Self-defense classes geared toward Muslim women concerned about their safety have sprung up in Toronto. The lessons come as Muslims there have been victims of harassment following the coordinated terrorist attacks in Paris this month.

"Instead of letting the actions of some hateful bigots or some people who want to take it out on a minority, instead of letting them dictate my life, I'm going to take the action into my own hands," Ola Mobarek, 17, told CBC News over the weekend.

Muslim community leaders have expressed concern over the possibility of an uptick in violence since the attacks in Paris, which left at least 130 people dead and injured hundreds of others. In the aftermath of major attacks carried out by Muslim extremists in the past, Western countries have seen spikes in anti-Muslim hate crimes.

Arij Elmi, one of the self-defense instructors, told CBC that she was targeted with harassment on public transit. Other passengers came to her defense.

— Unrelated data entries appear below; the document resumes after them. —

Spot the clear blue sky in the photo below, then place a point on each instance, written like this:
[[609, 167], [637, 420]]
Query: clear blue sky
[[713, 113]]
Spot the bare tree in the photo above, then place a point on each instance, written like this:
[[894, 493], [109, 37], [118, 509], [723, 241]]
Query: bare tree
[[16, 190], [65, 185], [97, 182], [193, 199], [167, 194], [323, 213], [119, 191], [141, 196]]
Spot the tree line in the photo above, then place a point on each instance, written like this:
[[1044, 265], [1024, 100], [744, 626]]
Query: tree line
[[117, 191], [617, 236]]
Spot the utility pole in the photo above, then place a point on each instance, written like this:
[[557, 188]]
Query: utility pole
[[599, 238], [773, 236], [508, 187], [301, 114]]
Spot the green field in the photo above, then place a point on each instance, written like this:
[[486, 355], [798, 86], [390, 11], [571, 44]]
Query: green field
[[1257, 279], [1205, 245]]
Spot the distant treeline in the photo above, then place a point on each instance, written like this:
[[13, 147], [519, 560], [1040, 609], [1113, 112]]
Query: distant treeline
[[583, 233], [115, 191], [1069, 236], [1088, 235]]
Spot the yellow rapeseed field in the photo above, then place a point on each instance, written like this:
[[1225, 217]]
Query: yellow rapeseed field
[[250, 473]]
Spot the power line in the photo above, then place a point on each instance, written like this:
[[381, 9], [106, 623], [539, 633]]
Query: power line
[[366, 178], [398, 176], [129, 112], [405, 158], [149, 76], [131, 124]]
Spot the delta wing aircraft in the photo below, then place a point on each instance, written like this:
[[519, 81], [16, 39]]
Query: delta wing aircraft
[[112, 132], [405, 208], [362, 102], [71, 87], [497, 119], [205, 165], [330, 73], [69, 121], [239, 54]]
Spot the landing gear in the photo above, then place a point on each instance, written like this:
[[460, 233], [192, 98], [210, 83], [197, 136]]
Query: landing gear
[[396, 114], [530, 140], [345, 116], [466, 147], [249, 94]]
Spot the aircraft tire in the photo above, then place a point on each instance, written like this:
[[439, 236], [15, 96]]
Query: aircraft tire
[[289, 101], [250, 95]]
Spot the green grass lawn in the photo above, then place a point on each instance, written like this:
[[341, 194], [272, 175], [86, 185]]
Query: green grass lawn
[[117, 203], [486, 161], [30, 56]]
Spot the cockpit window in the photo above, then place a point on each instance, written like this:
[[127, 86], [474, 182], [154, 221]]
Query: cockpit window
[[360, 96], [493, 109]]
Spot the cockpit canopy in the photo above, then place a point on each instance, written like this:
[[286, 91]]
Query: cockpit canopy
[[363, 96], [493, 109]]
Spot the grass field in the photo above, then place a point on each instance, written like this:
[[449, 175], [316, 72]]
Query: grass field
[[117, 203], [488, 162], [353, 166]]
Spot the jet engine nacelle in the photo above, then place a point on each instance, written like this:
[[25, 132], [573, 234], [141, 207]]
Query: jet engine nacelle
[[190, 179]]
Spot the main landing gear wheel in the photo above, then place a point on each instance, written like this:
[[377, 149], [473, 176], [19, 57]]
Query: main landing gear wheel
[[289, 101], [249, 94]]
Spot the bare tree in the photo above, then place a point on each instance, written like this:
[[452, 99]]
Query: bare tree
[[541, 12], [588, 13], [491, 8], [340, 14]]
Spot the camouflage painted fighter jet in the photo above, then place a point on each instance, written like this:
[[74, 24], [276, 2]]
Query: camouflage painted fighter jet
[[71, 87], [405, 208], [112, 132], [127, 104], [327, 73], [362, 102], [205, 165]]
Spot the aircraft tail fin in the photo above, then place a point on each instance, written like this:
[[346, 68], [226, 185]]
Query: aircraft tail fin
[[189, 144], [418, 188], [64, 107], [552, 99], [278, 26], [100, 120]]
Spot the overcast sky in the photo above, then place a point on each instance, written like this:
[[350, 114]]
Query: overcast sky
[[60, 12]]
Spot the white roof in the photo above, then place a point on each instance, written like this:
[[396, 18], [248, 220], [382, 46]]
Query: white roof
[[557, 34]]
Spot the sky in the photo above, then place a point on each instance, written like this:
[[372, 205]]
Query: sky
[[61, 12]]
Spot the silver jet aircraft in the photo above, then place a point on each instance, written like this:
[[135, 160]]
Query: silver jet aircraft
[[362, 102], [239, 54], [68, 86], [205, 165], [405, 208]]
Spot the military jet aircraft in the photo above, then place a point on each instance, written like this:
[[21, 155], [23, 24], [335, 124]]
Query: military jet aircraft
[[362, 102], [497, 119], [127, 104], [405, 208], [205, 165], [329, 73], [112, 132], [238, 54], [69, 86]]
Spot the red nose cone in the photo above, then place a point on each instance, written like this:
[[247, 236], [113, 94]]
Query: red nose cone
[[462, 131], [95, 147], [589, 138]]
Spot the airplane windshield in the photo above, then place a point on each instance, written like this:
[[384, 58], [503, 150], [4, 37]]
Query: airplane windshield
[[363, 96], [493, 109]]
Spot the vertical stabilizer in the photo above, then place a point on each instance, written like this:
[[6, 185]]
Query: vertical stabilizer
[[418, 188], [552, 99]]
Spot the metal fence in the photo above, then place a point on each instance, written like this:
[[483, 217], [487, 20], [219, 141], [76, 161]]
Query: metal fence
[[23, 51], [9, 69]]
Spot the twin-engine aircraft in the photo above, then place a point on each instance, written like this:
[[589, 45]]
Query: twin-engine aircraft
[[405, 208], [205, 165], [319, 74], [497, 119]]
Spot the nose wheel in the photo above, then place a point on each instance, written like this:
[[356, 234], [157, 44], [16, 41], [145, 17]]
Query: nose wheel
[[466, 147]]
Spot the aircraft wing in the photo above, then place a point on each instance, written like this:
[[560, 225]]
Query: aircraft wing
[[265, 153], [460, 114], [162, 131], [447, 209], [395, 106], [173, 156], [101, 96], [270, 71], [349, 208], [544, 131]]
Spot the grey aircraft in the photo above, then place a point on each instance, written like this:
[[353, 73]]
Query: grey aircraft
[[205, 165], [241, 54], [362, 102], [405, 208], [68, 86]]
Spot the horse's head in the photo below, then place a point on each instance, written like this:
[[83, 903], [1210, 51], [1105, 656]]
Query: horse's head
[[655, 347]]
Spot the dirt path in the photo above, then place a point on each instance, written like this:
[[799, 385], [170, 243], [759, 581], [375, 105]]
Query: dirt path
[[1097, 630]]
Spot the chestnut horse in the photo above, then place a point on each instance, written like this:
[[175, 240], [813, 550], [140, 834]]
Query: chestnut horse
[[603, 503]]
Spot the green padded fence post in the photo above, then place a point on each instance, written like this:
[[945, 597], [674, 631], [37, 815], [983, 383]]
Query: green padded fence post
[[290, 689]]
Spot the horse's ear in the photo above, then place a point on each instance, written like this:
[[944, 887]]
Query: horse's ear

"About a week ago, a woman on a streetcar called me a 'raghead' and said to everyone else on the streetcar, 'Don't you know what they did to us in Paris?'" Elmi said. "Two men on the streetcar got up and said, 'That's not OK."

Over the past few weeks in Toronto, several women reported that they were accosted on a train and verbally harassed, anti-Muslim graffiti was found on a train, and a Muslim mother was assaulted and robbed. While these attacks targeted women wearing head scarves, a male Muslim student at the University of Toronto said he was spit on and insulted. Outside of Toronto, a mosque in Petersborough, Ontario, was set ablaze two weeks ago in what many have speculated was a hate crime.

The classes, offered by Wen-Do Women's Self Defense, are meant to help women identify a dangerous situation and teach them how to make themselves heard during an attack so others can take notice and step in.

The hashtag #StandWithMuslimsTO was trending two weeks ago as Canadians expressed their solidarity with the city’s Muslim community. Others tweeted with the hashtag #IllRideWithYou, offering to accompany Muslims concerned about their safety on public transit.